A few minor flaws of English language or suspected misspellings:
- Line 32 2 errors: been is repeated, the wording is strange- frequently is placed in the wrong position in the sentence.
- Line 52 along with (with is missing)
- Line 56 consider emerging instead of beginning- or beginning OF
- Figure legend 1 “During same dame (type-o), ventilation situation became worse with progressive areas of infiltration and retrocardial consolidation (B). During the stay in intensive care unit ventilation of right side intermediately improved combined with partial atelectasis of left lover lobe (C). On day 5 circumscribed areas of consolidations became obvious (D),…”
Response: We thank the reviewer for the comment and corrected all spelling mistakes.
And out of curiosity:
- Line 116 D. pneumosintes was formerly named Bacteroides pneumosintes. Why was not the former name included in the literature searches in Pubmed?
Response: For clarity reasons we have concentrated on the new term and not clear-cut cases we described in the old literature.
Reviewer 2 Report
The authors should address the following concerns:
General:
the authors should check the MS for punctuation issues, Oxford-comma etc.
antibiotic names, and laboratory parameters (e.g. procalcitonin) should not be capitalized
Introduction:
can you really consider Dialister as „non-fermentative” (similar to when comparing to the distinction between fermenters and non-fermenters)? If so, please provide a reference
„non-fermentative”
L31-32: please rephrase this sentence
„up to”
„systemic infection”
„13-year-old”
„Figure 1”
„Figure 2”
L61: one
time-to-positivity (TTP)
Gram-staining
ceftriaxone
L128-133: please include the following reference on the relevance of anaerobic bacteria in bacteremia and the relevance of TTP in determining the pathogenic role of anaerobic bacteria in sepsis:
https://pubmed.ncbi.nlm.nih.gov/32247001/
Please discuss the possible therapeutic options in anaerobic infections considering the following references:
https://pubmed.ncbi.nlm.nih.gov/26620376/
Author Response
The authors should address the following concerns:
General:
the authors should check the MS for punctuation issues, Oxford-comma etc.

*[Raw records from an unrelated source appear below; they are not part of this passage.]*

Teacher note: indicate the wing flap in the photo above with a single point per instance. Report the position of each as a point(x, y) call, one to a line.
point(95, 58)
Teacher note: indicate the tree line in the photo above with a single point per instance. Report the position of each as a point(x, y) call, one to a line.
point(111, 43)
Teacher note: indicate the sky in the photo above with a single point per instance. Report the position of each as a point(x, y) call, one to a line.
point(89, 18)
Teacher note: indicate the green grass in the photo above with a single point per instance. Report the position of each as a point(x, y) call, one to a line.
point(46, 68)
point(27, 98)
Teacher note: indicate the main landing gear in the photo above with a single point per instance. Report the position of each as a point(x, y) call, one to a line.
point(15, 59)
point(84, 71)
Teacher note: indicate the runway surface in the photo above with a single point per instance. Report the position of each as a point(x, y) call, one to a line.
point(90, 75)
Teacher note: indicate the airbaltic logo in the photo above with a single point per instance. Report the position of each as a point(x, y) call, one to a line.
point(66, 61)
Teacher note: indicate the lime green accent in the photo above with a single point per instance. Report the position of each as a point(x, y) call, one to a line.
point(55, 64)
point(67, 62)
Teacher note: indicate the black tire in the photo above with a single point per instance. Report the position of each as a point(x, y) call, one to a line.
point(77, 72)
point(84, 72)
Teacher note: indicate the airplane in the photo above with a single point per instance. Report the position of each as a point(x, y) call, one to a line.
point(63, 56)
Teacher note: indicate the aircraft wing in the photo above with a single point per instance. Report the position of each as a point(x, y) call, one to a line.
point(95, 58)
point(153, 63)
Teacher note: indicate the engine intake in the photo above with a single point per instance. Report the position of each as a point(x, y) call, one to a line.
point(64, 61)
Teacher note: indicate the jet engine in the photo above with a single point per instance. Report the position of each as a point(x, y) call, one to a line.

antibiotic names, and laboratory parameters (e.g. procalcitonin) should not be capitalized
Response: We thank the reviewer for the comment and corrected accordingly.
Introduction:
can you really consider Dialister as „non-fermentative” (similar to when comparing to the distinction between fermenters and non-fermenters)? If so, please provide a reference
„non-fermentative”
Response: The reference Doan et al. 2000 described Dialister as “non-fermentative”.
L31-32: please rephrase this sentence
„up to”
„systemic infection”
„13-year-old”
„Figure 1”
„Figure 2”
Response: We thank the reviewer for the comment and corrected accordingly.
L61: one
time-to-positivity (TTP)
Gram-staining
Ceftriaxone
Response: We thank the reviewer for the comment and corrected accordingly.
L128-133: please include the following reference on the relevance of anaerobic bacteria in bacteremia and the relevance of TTP in determining the pathogenic role of anaerobic bacteria in sepsis:
https://pubmed.ncbi.nlm.nih.gov/32247001/
Response: We thank the reviewer for the reference and cited it accordingly in the discussion section of the manuscript.
Please discuss the possible therapeutic options in anaerobic infections considering the following references:
https://pubmed.ncbi.nlm.nih.gov/26620376/
Response: We thank the reviewer for the reference and cited it accordingly in the discussion section of the manuscript.